NOUVELLES

Tunisie: la liberté de conscience dans la Constitution, l'Etat "protecteur du sacré"

04/01/2014 11:11 EST | Actualisé 06/03/2014 05:12 EST

La Constituante tunisienne a approuvé samedi un article de la future Constitution garantissant la liberté de conscience et faisant de l'Etat le "protecteur du sacré", des points qui ont suscité de vives controverses pendant des mois.

L'article 6 fait de l'Etat "le gardien de la religion", "le protecteur du sacré", le "garant de la liberté de conscience" et le charge de s'assurer de la neutralité des mosquées et des lieux de cultes.

Cet article a été vivement débattu, Azed Badi du parti Wafa, un parti proche des islamistes, estimant que la liberté de conscience permettrait "aux satanistes, à l'idolâtrie d'organiser des manifestations publiques (...) pour propager leurs croyances".

A l'inverse, pour Sonia Ben Toumia, élue du parti islamiste Ennahda, "l'islam est une religion garantissant la liberté de culte aux autres".

"Ceux qui s'opposent à la liberté de conscience veulent nous ramener à des périodes noires de l'Histoire où des tribunaux inspectaient la conscience des gens", a souligné aussi Iyed Dahmani, un député de l'opposition laïque.

L'assemblée a aussi maintenu le rôle de l'Etat en tant que garant de la religion et du sacré, une disposition jugée trop vague et critiquée par la Ligue tunisienne des droits de l'Homme.

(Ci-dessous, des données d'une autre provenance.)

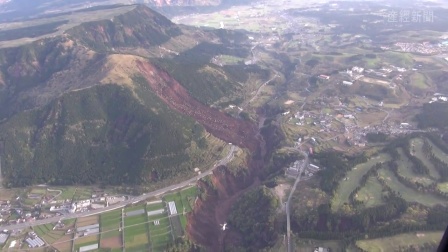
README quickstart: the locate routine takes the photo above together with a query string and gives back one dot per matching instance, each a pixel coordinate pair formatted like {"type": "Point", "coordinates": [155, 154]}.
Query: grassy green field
{"type": "Point", "coordinates": [136, 231]}
{"type": "Point", "coordinates": [133, 208]}
{"type": "Point", "coordinates": [86, 240]}
{"type": "Point", "coordinates": [354, 177]}
{"type": "Point", "coordinates": [155, 206]}
{"type": "Point", "coordinates": [407, 193]}
{"type": "Point", "coordinates": [370, 194]}
{"type": "Point", "coordinates": [160, 235]}
{"type": "Point", "coordinates": [405, 169]}
{"type": "Point", "coordinates": [393, 243]}
{"type": "Point", "coordinates": [110, 224]}
{"type": "Point", "coordinates": [417, 144]}
{"type": "Point", "coordinates": [184, 199]}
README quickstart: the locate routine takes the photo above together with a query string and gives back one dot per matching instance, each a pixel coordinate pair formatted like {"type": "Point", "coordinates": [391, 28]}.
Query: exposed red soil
{"type": "Point", "coordinates": [203, 224]}
{"type": "Point", "coordinates": [221, 125]}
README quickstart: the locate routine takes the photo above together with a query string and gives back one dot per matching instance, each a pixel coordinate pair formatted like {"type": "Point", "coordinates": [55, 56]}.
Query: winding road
{"type": "Point", "coordinates": [288, 203]}
{"type": "Point", "coordinates": [122, 204]}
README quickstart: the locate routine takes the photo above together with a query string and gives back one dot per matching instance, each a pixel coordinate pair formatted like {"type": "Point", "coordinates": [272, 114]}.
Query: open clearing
{"type": "Point", "coordinates": [405, 169]}
{"type": "Point", "coordinates": [403, 240]}
{"type": "Point", "coordinates": [370, 194]}
{"type": "Point", "coordinates": [110, 224]}
{"type": "Point", "coordinates": [160, 235]}
{"type": "Point", "coordinates": [64, 243]}
{"type": "Point", "coordinates": [85, 221]}
{"type": "Point", "coordinates": [407, 193]}
{"type": "Point", "coordinates": [112, 242]}
{"type": "Point", "coordinates": [86, 240]}
{"type": "Point", "coordinates": [353, 179]}
{"type": "Point", "coordinates": [136, 231]}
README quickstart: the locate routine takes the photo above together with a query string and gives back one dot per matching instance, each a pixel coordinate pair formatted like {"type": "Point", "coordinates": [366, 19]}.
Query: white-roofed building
{"type": "Point", "coordinates": [89, 247]}
{"type": "Point", "coordinates": [172, 207]}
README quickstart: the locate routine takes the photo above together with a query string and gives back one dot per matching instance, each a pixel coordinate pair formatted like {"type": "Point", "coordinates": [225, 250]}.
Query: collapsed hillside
{"type": "Point", "coordinates": [229, 129]}
{"type": "Point", "coordinates": [74, 111]}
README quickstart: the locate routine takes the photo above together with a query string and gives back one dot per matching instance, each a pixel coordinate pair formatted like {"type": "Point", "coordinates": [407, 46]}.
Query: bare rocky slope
{"type": "Point", "coordinates": [90, 105]}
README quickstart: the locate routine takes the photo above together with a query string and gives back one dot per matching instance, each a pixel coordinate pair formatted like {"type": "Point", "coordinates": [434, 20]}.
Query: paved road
{"type": "Point", "coordinates": [185, 183]}
{"type": "Point", "coordinates": [288, 207]}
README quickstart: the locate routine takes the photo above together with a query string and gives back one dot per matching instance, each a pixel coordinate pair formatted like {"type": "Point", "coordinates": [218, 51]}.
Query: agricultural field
{"type": "Point", "coordinates": [405, 169]}
{"type": "Point", "coordinates": [47, 233]}
{"type": "Point", "coordinates": [407, 193]}
{"type": "Point", "coordinates": [371, 193]}
{"type": "Point", "coordinates": [110, 224]}
{"type": "Point", "coordinates": [136, 231]}
{"type": "Point", "coordinates": [396, 242]}
{"type": "Point", "coordinates": [86, 240]}
{"type": "Point", "coordinates": [64, 243]}
{"type": "Point", "coordinates": [160, 234]}
{"type": "Point", "coordinates": [86, 221]}
{"type": "Point", "coordinates": [184, 199]}
{"type": "Point", "coordinates": [353, 178]}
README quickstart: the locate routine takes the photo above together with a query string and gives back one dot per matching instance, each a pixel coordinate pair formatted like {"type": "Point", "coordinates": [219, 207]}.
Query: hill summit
{"type": "Point", "coordinates": [120, 100]}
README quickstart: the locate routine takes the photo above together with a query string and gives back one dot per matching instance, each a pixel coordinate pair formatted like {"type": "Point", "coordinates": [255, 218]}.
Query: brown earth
{"type": "Point", "coordinates": [203, 224]}
{"type": "Point", "coordinates": [221, 125]}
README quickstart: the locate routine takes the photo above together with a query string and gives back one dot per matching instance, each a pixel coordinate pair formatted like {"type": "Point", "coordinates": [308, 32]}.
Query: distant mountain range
{"type": "Point", "coordinates": [13, 10]}
{"type": "Point", "coordinates": [99, 104]}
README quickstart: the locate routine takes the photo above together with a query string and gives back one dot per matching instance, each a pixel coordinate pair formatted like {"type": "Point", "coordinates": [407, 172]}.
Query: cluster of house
{"type": "Point", "coordinates": [88, 230]}
{"type": "Point", "coordinates": [438, 97]}
{"type": "Point", "coordinates": [7, 210]}
{"type": "Point", "coordinates": [34, 241]}
{"type": "Point", "coordinates": [96, 202]}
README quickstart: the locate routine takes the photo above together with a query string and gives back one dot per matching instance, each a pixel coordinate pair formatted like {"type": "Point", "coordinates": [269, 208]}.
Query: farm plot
{"type": "Point", "coordinates": [110, 224]}
{"type": "Point", "coordinates": [86, 221]}
{"type": "Point", "coordinates": [353, 179]}
{"type": "Point", "coordinates": [155, 206]}
{"type": "Point", "coordinates": [405, 169]}
{"type": "Point", "coordinates": [64, 243]}
{"type": "Point", "coordinates": [407, 193]}
{"type": "Point", "coordinates": [86, 240]}
{"type": "Point", "coordinates": [396, 242]}
{"type": "Point", "coordinates": [136, 232]}
{"type": "Point", "coordinates": [159, 231]}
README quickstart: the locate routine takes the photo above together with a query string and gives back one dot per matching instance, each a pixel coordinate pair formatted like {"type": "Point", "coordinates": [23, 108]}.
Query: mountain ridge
{"type": "Point", "coordinates": [82, 108]}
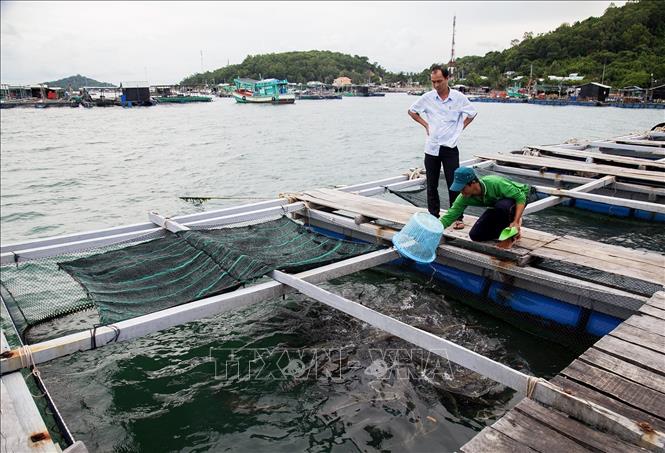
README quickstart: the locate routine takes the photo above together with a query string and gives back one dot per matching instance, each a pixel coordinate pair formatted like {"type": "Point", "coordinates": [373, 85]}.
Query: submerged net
{"type": "Point", "coordinates": [562, 221]}
{"type": "Point", "coordinates": [161, 273]}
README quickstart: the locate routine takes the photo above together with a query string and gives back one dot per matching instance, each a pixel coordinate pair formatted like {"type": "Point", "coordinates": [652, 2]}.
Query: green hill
{"type": "Point", "coordinates": [629, 42]}
{"type": "Point", "coordinates": [78, 81]}
{"type": "Point", "coordinates": [626, 43]}
{"type": "Point", "coordinates": [298, 67]}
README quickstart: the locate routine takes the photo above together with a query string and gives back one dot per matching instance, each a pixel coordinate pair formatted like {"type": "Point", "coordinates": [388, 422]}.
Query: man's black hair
{"type": "Point", "coordinates": [438, 67]}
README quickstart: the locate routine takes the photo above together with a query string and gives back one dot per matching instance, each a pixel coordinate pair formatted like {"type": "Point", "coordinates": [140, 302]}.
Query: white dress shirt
{"type": "Point", "coordinates": [445, 118]}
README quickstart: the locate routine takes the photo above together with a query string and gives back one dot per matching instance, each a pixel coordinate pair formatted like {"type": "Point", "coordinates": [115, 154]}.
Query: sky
{"type": "Point", "coordinates": [164, 42]}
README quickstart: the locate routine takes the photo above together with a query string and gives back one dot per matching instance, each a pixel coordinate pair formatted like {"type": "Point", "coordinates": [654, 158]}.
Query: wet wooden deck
{"type": "Point", "coordinates": [543, 163]}
{"type": "Point", "coordinates": [635, 264]}
{"type": "Point", "coordinates": [623, 372]}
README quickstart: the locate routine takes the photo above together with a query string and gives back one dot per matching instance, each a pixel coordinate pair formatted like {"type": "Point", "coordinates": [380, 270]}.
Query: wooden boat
{"type": "Point", "coordinates": [181, 99]}
{"type": "Point", "coordinates": [511, 281]}
{"type": "Point", "coordinates": [266, 91]}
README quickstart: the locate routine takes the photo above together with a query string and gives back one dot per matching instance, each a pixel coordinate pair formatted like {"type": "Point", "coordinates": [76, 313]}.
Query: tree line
{"type": "Point", "coordinates": [625, 46]}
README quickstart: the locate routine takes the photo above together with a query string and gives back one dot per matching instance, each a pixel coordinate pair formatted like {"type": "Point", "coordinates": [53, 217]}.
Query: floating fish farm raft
{"type": "Point", "coordinates": [151, 276]}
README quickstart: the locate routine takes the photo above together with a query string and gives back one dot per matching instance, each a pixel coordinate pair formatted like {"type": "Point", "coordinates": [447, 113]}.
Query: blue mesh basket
{"type": "Point", "coordinates": [419, 238]}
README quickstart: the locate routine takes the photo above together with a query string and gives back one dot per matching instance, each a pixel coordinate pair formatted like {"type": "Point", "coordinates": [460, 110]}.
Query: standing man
{"type": "Point", "coordinates": [447, 113]}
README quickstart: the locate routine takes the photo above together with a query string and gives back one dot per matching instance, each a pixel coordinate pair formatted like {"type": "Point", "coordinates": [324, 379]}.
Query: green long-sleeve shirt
{"type": "Point", "coordinates": [494, 189]}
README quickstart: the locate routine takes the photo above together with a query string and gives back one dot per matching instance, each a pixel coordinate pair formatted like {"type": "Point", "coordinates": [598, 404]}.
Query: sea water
{"type": "Point", "coordinates": [281, 375]}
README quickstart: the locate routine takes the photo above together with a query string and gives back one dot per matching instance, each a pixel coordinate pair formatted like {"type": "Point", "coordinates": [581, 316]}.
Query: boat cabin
{"type": "Point", "coordinates": [265, 87]}
{"type": "Point", "coordinates": [594, 91]}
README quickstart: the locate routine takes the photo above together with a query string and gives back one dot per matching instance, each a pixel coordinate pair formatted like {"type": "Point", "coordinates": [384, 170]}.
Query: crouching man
{"type": "Point", "coordinates": [505, 199]}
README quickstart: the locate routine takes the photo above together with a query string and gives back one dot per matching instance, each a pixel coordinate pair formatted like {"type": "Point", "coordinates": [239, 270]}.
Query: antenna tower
{"type": "Point", "coordinates": [451, 63]}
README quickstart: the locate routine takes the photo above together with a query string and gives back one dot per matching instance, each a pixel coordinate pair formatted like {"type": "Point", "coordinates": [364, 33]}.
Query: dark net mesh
{"type": "Point", "coordinates": [560, 221]}
{"type": "Point", "coordinates": [149, 276]}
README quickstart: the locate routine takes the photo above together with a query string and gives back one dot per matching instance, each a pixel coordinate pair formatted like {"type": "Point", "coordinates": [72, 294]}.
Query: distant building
{"type": "Point", "coordinates": [658, 92]}
{"type": "Point", "coordinates": [137, 93]}
{"type": "Point", "coordinates": [575, 77]}
{"type": "Point", "coordinates": [633, 92]}
{"type": "Point", "coordinates": [342, 81]}
{"type": "Point", "coordinates": [594, 91]}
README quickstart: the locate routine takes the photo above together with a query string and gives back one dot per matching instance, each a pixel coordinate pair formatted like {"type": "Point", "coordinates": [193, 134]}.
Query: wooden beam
{"type": "Point", "coordinates": [166, 223]}
{"type": "Point", "coordinates": [555, 200]}
{"type": "Point", "coordinates": [613, 302]}
{"type": "Point", "coordinates": [634, 161]}
{"type": "Point", "coordinates": [138, 227]}
{"type": "Point", "coordinates": [593, 169]}
{"type": "Point", "coordinates": [86, 244]}
{"type": "Point", "coordinates": [543, 391]}
{"type": "Point", "coordinates": [645, 150]}
{"type": "Point", "coordinates": [181, 314]}
{"type": "Point", "coordinates": [629, 187]}
{"type": "Point", "coordinates": [614, 201]}
{"type": "Point", "coordinates": [21, 419]}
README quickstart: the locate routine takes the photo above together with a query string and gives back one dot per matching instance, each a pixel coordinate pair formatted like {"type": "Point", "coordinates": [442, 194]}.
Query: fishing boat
{"type": "Point", "coordinates": [181, 99]}
{"type": "Point", "coordinates": [562, 286]}
{"type": "Point", "coordinates": [265, 91]}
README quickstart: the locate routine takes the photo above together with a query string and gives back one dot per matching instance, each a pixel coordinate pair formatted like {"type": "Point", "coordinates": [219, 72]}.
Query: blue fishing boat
{"type": "Point", "coordinates": [266, 91]}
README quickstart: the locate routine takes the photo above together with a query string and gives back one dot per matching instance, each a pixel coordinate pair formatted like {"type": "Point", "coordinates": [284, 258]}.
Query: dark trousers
{"type": "Point", "coordinates": [449, 158]}
{"type": "Point", "coordinates": [489, 225]}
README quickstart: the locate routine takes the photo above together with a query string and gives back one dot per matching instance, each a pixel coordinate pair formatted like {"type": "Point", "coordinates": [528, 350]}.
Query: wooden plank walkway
{"type": "Point", "coordinates": [624, 372]}
{"type": "Point", "coordinates": [644, 164]}
{"type": "Point", "coordinates": [655, 177]}
{"type": "Point", "coordinates": [641, 265]}
{"type": "Point", "coordinates": [22, 425]}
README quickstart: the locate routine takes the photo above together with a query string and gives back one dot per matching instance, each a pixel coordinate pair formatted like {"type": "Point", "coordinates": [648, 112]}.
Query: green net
{"type": "Point", "coordinates": [171, 270]}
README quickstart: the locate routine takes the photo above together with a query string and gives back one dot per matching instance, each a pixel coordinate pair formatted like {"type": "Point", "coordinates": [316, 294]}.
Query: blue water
{"type": "Point", "coordinates": [69, 170]}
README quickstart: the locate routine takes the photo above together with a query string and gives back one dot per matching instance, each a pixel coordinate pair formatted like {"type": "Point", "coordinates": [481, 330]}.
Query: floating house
{"type": "Point", "coordinates": [594, 91]}
{"type": "Point", "coordinates": [266, 91]}
{"type": "Point", "coordinates": [135, 93]}
{"type": "Point", "coordinates": [658, 93]}
{"type": "Point", "coordinates": [576, 290]}
{"type": "Point", "coordinates": [342, 81]}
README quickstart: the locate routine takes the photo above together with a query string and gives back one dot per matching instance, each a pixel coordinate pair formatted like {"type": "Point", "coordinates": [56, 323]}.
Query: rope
{"type": "Point", "coordinates": [531, 385]}
{"type": "Point", "coordinates": [25, 354]}
{"type": "Point", "coordinates": [413, 173]}
{"type": "Point", "coordinates": [28, 361]}
{"type": "Point", "coordinates": [93, 335]}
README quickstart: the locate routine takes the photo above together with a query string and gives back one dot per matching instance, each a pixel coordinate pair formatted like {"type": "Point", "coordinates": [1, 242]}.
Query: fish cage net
{"type": "Point", "coordinates": [164, 269]}
{"type": "Point", "coordinates": [418, 196]}
{"type": "Point", "coordinates": [558, 221]}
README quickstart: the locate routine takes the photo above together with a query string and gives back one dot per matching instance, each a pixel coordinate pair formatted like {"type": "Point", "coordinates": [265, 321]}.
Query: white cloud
{"type": "Point", "coordinates": [115, 41]}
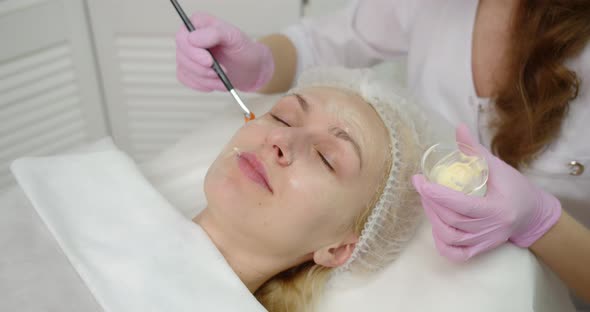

"Il faut lever le flou (...) sur l'article 6 qui donne à l'Etat le droit de parrainer la religion et de protéger le sacré qui peut aboutir à des interprétations menaçant la citoyenneté, les libertés", estime la Ligue qui recommandait que l'Etat soit garant des "religions" afin d'éviter un interprétation concernant uniquement l'islam.

Dans la matinée, la Constituante, où les islamistes d'Ennahda sont majoritaires, a rejeté l'islam comme source de droit tout en en faisant la religion du pays, conformément à un compromis avec l'opposition.